Ein Grund für das Gewaltproblem im Iran ist das „fehlende kollektive Bewusstsein für Unrecht in Bezug auf Gewalt“!
Ein Grund für das Gewaltproblem im Iran ist das „fehlende kollektive Bewusstsein für Unrecht in Bezug auf Gewalt“!

Neben persönlichen und psychischen Belastungen wie Arbeitslosigkeit und dem Gefühl, gesellschaftlich benachteiligt zu sein, sei einer der Gründe für das Gewaltproblem im Iran auch das „fehlende kollektive Bewusstsein für Unrecht in Bezug auf Gewalt“, sagt Saeed Peyvandi, iranischer Soziologe und Dozent an der Pariser Universität. Gewalt werde weder zuhause noch in der Schule thematisiert. Hinzu komme, dass Gewalt in Familien und Schulen keine Seltenheit sei. Immer wieder berichten iranische Medien über Ehrenmorde, die Unterdrückung von Frauen und häusliche Gewalt. Weder Regierung oder islamische Rechtsgelehrte noch Medien oder Universitäten leisten Aufklärungs- und Präventionsarbeit.
Das staatliche Fernsehen, einst wichtigstes Medium des Landes, hat zudem seine Glaubwürdigkeit verloren. Das Vertrauen der Menschen in die staatlichen Sendungen hat vor allem unter der einseitigen Berichterstattung nach den umstrittenen Präsidentschaftswahlen 2009 gelitten. 60 Prozent der Bevölkerung schauten mittlerweile lieber persischsprachige Sendungen aus dem Ausland über Satellit, sagt selbst der Kulturbeauftragte der iranischen Revolutionsgarde, Mohammad Hossein Nedjat. Über ausreichend Einfluss für entsprechende Prävention verfügt das staatliche Fernsehen damit längst nicht mehr.
Und Nichtregierungsorganisationen (NGOs), die im Bereich des sozialen Friedens aktiv sind, wurden bisher von den Regierenden nicht geduldet.
Staatliche Rechtfertigung der Gewalt
Öffentliche staatliche Gewaltausübungen wie Hinrichtungen und Auspeitschungen, die von einem breiten Publikum ngeschaut und per Handy gefilmt werden, tun ihr Übriges dazu. „Diese äußerst brutalen Handlungen führen zum Verlust der Hemmschwelle sowie jeglichen Unrechtbewusstseins und jeder Empathie“, so Saeed Peyvandi.
Zuschauer der Hinrichtung in der iranischen Stadt Sabzevar
Zuschauer der Hinrichtung in der iranischen Stadt Sabzevar

Über Jahre hinweg hätten die Menschen ihren Glauben an die iranische Regierung und den Justizapparat verloren, sagt Peyvandi.

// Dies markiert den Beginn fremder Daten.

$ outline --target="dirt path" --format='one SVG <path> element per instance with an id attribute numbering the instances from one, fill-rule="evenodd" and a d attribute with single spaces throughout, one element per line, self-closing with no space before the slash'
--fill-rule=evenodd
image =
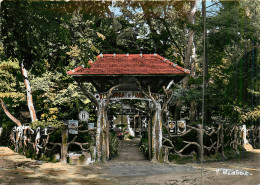
<path id="1" fill-rule="evenodd" d="M 149 162 L 139 150 L 140 139 L 120 140 L 118 156 L 110 162 Z"/>
<path id="2" fill-rule="evenodd" d="M 258 150 L 246 152 L 241 159 L 232 161 L 205 163 L 202 166 L 195 163 L 175 165 L 150 163 L 139 155 L 141 153 L 134 142 L 121 144 L 121 155 L 118 158 L 90 166 L 42 163 L 0 147 L 0 184 L 260 184 Z M 125 151 L 126 146 L 131 152 Z M 244 170 L 252 175 L 225 175 L 221 171 L 214 171 L 219 168 Z"/>

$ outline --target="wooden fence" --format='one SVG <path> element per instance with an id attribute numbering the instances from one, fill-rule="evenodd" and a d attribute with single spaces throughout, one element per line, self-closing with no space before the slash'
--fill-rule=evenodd
<path id="1" fill-rule="evenodd" d="M 48 127 L 31 129 L 29 126 L 14 127 L 11 132 L 11 141 L 16 152 L 24 155 L 31 152 L 36 158 L 42 156 L 60 156 L 64 163 L 68 161 L 70 152 L 88 153 L 95 160 L 96 129 L 88 129 L 86 125 L 71 127 L 78 134 L 70 134 L 67 125 L 61 128 Z M 205 156 L 220 154 L 223 158 L 227 148 L 239 153 L 239 146 L 243 145 L 243 132 L 237 125 L 189 126 L 181 134 L 173 135 L 164 127 L 163 136 L 164 161 L 168 162 L 169 155 L 197 156 L 203 161 Z M 259 127 L 248 129 L 248 140 L 254 148 L 259 147 Z"/>
<path id="2" fill-rule="evenodd" d="M 95 129 L 87 129 L 85 125 L 70 127 L 78 134 L 70 134 L 67 125 L 60 128 L 47 127 L 31 129 L 29 126 L 14 127 L 11 132 L 11 141 L 14 150 L 24 155 L 40 159 L 42 156 L 58 158 L 64 163 L 68 161 L 69 152 L 88 153 L 95 158 L 94 137 Z"/>
<path id="3" fill-rule="evenodd" d="M 187 126 L 184 133 L 178 135 L 170 134 L 165 127 L 167 135 L 163 137 L 164 161 L 168 162 L 169 155 L 180 157 L 193 156 L 196 154 L 199 161 L 204 160 L 205 155 L 221 154 L 225 156 L 225 148 L 230 147 L 239 153 L 238 146 L 242 145 L 241 129 L 236 125 Z"/>

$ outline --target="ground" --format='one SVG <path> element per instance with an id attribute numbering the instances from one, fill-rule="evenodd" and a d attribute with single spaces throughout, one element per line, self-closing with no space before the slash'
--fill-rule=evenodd
<path id="1" fill-rule="evenodd" d="M 227 175 L 217 169 L 248 172 Z M 240 159 L 203 164 L 151 163 L 138 150 L 137 141 L 122 141 L 119 156 L 107 163 L 88 166 L 44 163 L 0 147 L 0 184 L 260 184 L 260 150 L 243 153 Z"/>

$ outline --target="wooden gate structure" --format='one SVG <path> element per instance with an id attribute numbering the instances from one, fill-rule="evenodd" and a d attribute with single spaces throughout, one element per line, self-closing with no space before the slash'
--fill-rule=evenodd
<path id="1" fill-rule="evenodd" d="M 167 105 L 173 96 L 170 86 L 190 74 L 157 54 L 100 54 L 88 67 L 79 66 L 68 71 L 83 93 L 97 107 L 96 160 L 109 159 L 108 106 L 112 100 L 138 99 L 147 101 L 149 158 L 162 157 L 162 126 Z M 91 83 L 96 92 L 85 85 Z M 162 92 L 163 94 L 159 94 Z"/>

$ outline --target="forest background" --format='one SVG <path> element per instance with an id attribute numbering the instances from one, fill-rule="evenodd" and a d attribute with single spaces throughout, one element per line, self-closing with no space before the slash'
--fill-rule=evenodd
<path id="1" fill-rule="evenodd" d="M 29 71 L 39 120 L 95 109 L 66 74 L 100 53 L 157 53 L 191 70 L 174 87 L 170 117 L 188 124 L 260 124 L 259 1 L 1 2 L 0 98 L 29 123 L 20 65 Z M 206 6 L 205 6 L 206 5 Z M 205 69 L 203 70 L 204 17 Z M 88 88 L 93 90 L 89 84 Z M 0 126 L 15 124 L 0 109 Z"/>

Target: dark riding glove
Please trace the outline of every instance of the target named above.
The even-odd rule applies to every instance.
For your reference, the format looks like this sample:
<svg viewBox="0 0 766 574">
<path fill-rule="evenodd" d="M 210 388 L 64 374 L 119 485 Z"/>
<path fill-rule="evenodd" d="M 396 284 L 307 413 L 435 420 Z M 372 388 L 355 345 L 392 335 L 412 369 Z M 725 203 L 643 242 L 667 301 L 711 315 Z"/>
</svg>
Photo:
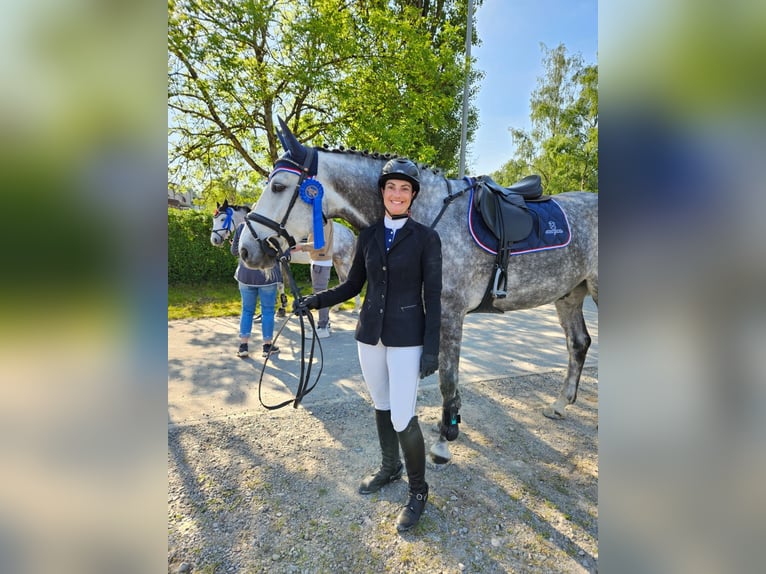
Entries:
<svg viewBox="0 0 766 574">
<path fill-rule="evenodd" d="M 307 315 L 310 309 L 319 309 L 319 298 L 316 295 L 301 297 L 293 303 L 293 313 Z"/>
<path fill-rule="evenodd" d="M 420 378 L 425 379 L 439 368 L 439 356 L 424 353 L 420 356 Z"/>
</svg>

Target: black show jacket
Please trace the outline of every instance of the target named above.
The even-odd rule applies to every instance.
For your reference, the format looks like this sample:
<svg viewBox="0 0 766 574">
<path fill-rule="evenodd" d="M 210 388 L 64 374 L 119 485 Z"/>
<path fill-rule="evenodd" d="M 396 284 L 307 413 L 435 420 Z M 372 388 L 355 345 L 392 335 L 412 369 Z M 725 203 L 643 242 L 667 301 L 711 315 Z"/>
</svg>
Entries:
<svg viewBox="0 0 766 574">
<path fill-rule="evenodd" d="M 320 307 L 355 297 L 367 282 L 356 340 L 387 347 L 423 345 L 423 353 L 439 354 L 442 250 L 439 234 L 408 219 L 386 253 L 381 219 L 359 233 L 348 278 L 320 293 Z"/>
</svg>

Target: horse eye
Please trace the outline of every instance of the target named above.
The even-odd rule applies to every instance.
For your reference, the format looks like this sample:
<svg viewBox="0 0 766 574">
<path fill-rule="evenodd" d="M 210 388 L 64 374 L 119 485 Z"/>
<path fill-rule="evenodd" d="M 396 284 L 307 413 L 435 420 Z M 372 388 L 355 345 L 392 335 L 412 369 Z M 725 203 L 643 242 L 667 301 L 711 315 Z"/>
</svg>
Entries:
<svg viewBox="0 0 766 574">
<path fill-rule="evenodd" d="M 287 186 L 284 183 L 277 183 L 275 181 L 271 182 L 271 191 L 274 193 L 279 193 L 280 191 L 284 191 Z"/>
</svg>

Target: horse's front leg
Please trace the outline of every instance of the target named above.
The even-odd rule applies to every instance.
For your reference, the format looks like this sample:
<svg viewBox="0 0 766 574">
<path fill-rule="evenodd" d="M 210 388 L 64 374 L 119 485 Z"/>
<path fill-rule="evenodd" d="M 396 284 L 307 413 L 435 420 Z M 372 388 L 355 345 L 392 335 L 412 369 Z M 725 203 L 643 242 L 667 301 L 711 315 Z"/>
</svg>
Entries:
<svg viewBox="0 0 766 574">
<path fill-rule="evenodd" d="M 445 318 L 446 317 L 446 318 Z M 458 437 L 460 423 L 460 391 L 458 370 L 460 366 L 460 342 L 463 336 L 463 317 L 450 319 L 442 316 L 441 341 L 439 347 L 439 390 L 442 395 L 442 417 L 439 424 L 439 439 L 431 446 L 431 460 L 436 464 L 447 464 L 452 460 L 448 441 Z"/>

Korruptionsaffären, an denen politisch Verantwortliche beteiligt seien und die Tatsache, dass die Justiz im Dienste der Herrschenden stehe und somit „Doppelmoral“ betreibe, trügen enorm zu diesem Misstrauen bei, so der Soziologe: „Das führt unter anderem dazu, dass die Menschen in Konfliktsituationen Selbstjustiz ausüben.“
Keine zeitgemäßen Mittel
In einigen Bereichen hat die iranische Gesellschaft in relativ kurzer Zeit viele ihrer traditionellen Strukturen hinter sich gelassen. Alte Ehrenkodexe, die früher dafür sorgten, zwischenmenschliche Konflikte gewaltfrei zu bewältigen, gibt es kaum noch. Dieser Wegfall ist im städtischen Alltag bislang durch nichts Funktionierendes ersetzt worden. Dies, meint Peyvandi, sei ein weiterer Grund, dass Konflikte öfter in Gewalt münden.
Um die Gewalt auf iranischen Straßen zu bekämpfen, müssten die Ursachen innerhalb der Familien, auf Schulhöfen und in der Gesellschaft tiefgreifender bekämpft und gleichzeitig wirksame Sensibilisierungsmaßnahmen ergriffen werden, meinen Experten.
Immerhin hat im Februar die landesweit erste „Zentrale für Prävention und Kontrolle der Gewalt“ in Teheran seine Arbeit aufgenommen. Diese Zentrale bietet Hilfesuchenden kostenlose Beratung zur Bekämpfung ihrer Aggression an.